The digitization process involves transcribing ownership rights from traditional ledgers onto programmable platforms, often utilizing Distributed Ledger Technology (DLT) in a secure and reliable manner to manage the transfer of assets. While acknowledging the potential of this technology to enhance market efficiency, increase transparency, shorten settlement times, and reduce traditional financial costs, the SFC also recognizes that it may introduce new risks.
Various intermediaries have initiated pilot projects for digitized securities. Traditional brokerage firms are making strides in trading and advising on digitized securities; fund managers are issuing and distributing digitized funds that invest in these securities. At the same time, licensed virtual asset trading platform operators are integrating digital technology into their business practices. The SFC has expressed support for these developments and believes the industry has made encouraging progress in developing scalable and interoperable digital solutions.
Therefore, the SFC deems it timely to provide more guidance on activities related to digitized securities.

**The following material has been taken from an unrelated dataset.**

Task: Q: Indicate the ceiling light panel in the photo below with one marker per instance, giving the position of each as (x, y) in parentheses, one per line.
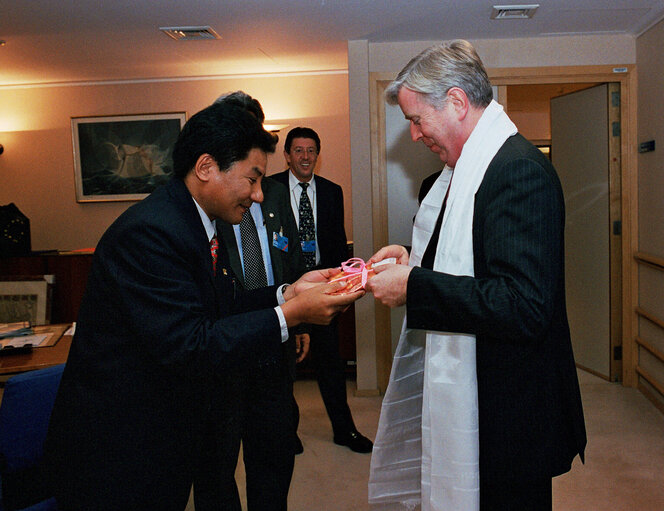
(190, 33)
(513, 12)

This will help intermediaries understand regulatory expectations, ensure regulatory certainty, support ongoing innovation with investor protection as a premise, and introduce appropriate safeguards. The focus of this notification from the SFC is to assist intermediaries in addressing the risks associated with using new digitalization technologies, ensuring the healthy development of the digitized market. For investment products authorized by the SFC, relevant digitalization notices should be reviewed in conjunction with this announcement.
Definition of Tokenized Securities in Hong Kong
The SFC believes that there is currently no universally applicable definition or classification that can be used to distinguish Tokenized Securities, and there may be various structures in the market.

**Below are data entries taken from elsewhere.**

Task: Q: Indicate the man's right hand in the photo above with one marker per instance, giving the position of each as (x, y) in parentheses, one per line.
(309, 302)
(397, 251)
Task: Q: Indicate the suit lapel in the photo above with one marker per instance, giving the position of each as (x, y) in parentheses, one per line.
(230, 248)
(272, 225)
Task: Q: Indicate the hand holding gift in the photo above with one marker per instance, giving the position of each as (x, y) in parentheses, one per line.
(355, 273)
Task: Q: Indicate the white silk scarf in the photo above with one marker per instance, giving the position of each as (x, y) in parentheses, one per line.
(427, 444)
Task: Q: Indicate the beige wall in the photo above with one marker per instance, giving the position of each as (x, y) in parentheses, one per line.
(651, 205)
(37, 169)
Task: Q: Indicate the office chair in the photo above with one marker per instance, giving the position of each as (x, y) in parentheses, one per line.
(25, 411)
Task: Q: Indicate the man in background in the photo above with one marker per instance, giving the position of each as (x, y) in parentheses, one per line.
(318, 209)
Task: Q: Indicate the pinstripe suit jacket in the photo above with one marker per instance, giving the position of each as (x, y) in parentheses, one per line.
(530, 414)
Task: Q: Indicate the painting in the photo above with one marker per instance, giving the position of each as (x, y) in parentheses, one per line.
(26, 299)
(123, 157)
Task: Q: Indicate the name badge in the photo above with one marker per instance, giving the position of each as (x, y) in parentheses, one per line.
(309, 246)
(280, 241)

For the purposes of this announcement, Tokenized Securities refer to traditional financial instruments such as bonds or funds that circulate using DLT, such as blockchain technology or similar technology, and meet the definition of "securities" as defined in the Securities and Futures Ordinance.
There are also digital securities that do not fall under Tokenized Securities, which may be considered Collective Investment Schemes (CIS), such as fractional interests in real-world assets or digital artworks or digital land, which are different from traditional funds.
Intermediaries Can Offer Products to Retail Investors
The SFC believes that, with intermediaries complying with regulations, as Tokenized Securities are essentially packaged traditional securities, the SFC does not see the need to impose mandatory restrictions solely targeting professional investors.
The SFC emphasizes that Tokenized Securities are distinct from security tokens.